2. The method of claim 1 wherein the isothiocyanate is selected from the group consisting of phenethyl isothiocyanate; benzyl isothiocyanate; methyl isothiocyanate; ethyl isothiocyanate; propyl isothiocyanate; isopropyl isothiocyanate; n-butyl isothiocyanate; t-butyl isothiocyanate; s-butyl isothiocyanate; pentyl isothiocyanate; hexyl isothiocyanate; heptyl isothiocyanate; octyl isothiocyanate; nonyl isothiocyanate; decyl isothiocyanate; undecane isothiocyanate; phenyl isothiocyanate; o-tolyl isothiocyanate; 2-fluorophenyl isothiocyanate; 3-fluorophenyl isothiocyanate; 4-fluorophenyl isothiocyanate; 2-nitrophenyl isothiocyanate; 3-nitrophenyl isothiocyanate; 4-nitrophenyl isothiocyanate; 2-chlorophenyl isothiocyanate; 2-bromophenyl isothiocyanate; 3-chlorophenyl isothiocyanate; 3-bromophenyl isothiocyanate; 4-chlorophenyl isothiocyanate; 2,4-dichlorophenyl isothiocyanate; R-(+)-alpha-methylbenzyl isothiocyanate; S-(−)-alpha-methylbenzyl isothiocyanate; 3-isoprenyl-alpha,alpha-dimethylbenzyl isothiocyanate; trans-2-phenylcyclopropyl isothiocyanate; 1,3-bis(isothiocyanatomethyl)-benzene; 1,3-bis(1-isothiocyanato-1-methylethyl)benzene; 2-ethylphenyl isothiocyanate; benzoyl isothiocyanate; 1-naphthyl isothiocyanate; benzoyl isothiocyanate; 4-bromophenyl isothiocyanate; 2-methoxyphenyl isothiocyanate; m-tolyl isothiocyanate; alpha, alpha, alpha-trifluoro-m-tolyl isothiocyanate; 3-fluorophenyl isothiocyanate; 3-chlorophenyl isothiocyanate; 3-bromophenyl isothiocyanate; 1,4-phenylene diisothiocyanate; 1-isothiocyanato-4-(trans-4-propylcyclohexyl)benzene; 1-(trans-4-hexylcyclohexyl)-4-isothiocyanatobenzene; 1-isothiocyanato-4-(trans-4-octylcyclohexyl) benzene; 2-methylbenzyl isothiocyanate; 2-chlorobenzo isothiocyanate; 3-chlorobenzo isothiocyanate; 4-chlorobenzo isothiocyanate; m-toluyl isothiocyanate; and p-toluyl isothiocyanate.
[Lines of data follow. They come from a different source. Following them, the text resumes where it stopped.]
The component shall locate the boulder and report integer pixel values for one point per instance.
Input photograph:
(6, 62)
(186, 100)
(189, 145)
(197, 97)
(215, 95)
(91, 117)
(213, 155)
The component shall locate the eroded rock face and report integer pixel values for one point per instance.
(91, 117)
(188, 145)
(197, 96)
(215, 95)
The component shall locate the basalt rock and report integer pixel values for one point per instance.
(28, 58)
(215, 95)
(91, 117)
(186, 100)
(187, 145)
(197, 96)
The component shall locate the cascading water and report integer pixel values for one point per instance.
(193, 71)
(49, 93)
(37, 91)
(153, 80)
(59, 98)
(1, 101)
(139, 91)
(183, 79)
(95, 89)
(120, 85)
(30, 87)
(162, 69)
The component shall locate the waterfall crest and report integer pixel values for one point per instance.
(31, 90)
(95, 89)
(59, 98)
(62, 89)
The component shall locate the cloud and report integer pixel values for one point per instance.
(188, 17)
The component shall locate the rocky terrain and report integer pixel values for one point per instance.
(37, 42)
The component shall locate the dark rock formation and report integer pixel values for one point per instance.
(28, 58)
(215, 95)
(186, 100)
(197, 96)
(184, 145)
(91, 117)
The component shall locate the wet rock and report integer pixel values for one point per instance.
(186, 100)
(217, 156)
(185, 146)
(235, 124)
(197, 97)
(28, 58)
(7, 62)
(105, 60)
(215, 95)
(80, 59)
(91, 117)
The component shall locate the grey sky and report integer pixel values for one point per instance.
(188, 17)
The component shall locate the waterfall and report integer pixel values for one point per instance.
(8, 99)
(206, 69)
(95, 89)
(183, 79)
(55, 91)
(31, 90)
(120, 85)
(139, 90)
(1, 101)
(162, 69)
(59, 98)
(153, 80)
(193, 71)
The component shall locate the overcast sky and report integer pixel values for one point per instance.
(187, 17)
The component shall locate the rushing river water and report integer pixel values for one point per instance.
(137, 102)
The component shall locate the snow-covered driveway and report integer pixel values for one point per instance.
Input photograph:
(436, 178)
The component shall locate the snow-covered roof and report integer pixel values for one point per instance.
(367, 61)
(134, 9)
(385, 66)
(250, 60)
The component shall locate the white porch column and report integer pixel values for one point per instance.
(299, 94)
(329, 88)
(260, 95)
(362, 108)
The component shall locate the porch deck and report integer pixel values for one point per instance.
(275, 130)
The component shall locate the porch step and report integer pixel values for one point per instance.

3. The method of claim 1 wherein the isothiocyanate is selected from the group consisting of phenethyl isothiocyanate, benzyl isothiocyanate, and sulforaphane.

4. The method of claim 1 wherein the conjugate is a thiol conjugate.

5. The method of claim 4 wherein the thiol is selected from the group consisting of L-Cys, Glutathione, and N-acetyl-L-cysteine conjugates.

6. The method of claim 4 wherein the thiol is a N-acetyl-L-cysteine.

7. The method of claim 1 wherein the mammal is a human.

8. The method of claim 7, wherein the human is selected form the group consisting of smokers, ex-smokers, workers exposed to second-hand smoke, and chemical plant workers.

9. The method of claim 1 wherein the administration is oral.

10. The method of claim 1 wherein the conjugate is administered orally as a tablet or a capsule.

11. The method of claim 1 wherein the amount administered is 20-80 mg, two to three times daily.

12. The method of claim 1 wherein the tumor growth is malignant or non-malignant.

13. A method of inhibiting lung tumorigenesis in a human in need thereof, which method comprises oral administration of 20-80 mg capsules of PEITC-NAC, two to three times daily, at the post-initiation stages of tumor growth.

14. A method of inhibiting lung tumorigenesis in a mammal in need thereof, which method comprises administering to a human an effective amount of phenethyl isothiocyanate NAC conjugate at the post-initiation stages of cancer.

15. A pharmaceutical formulation comprising an isothiocyanate conjugate and a pharmaceutically acceptable carrier.

16. A pharmaceutical formulation of claim 15, wherein the pharmaceutically acceptable carrier is a USP grade buffered solution.

17. A pharmaceutical formulation of claim 15, wherein the isothiocyanate conjugate is selected from the group consisting of phenethyl isothiocyanate-NAC, benzyl isothiocyanate-NAC, and sulforaphane-NAC.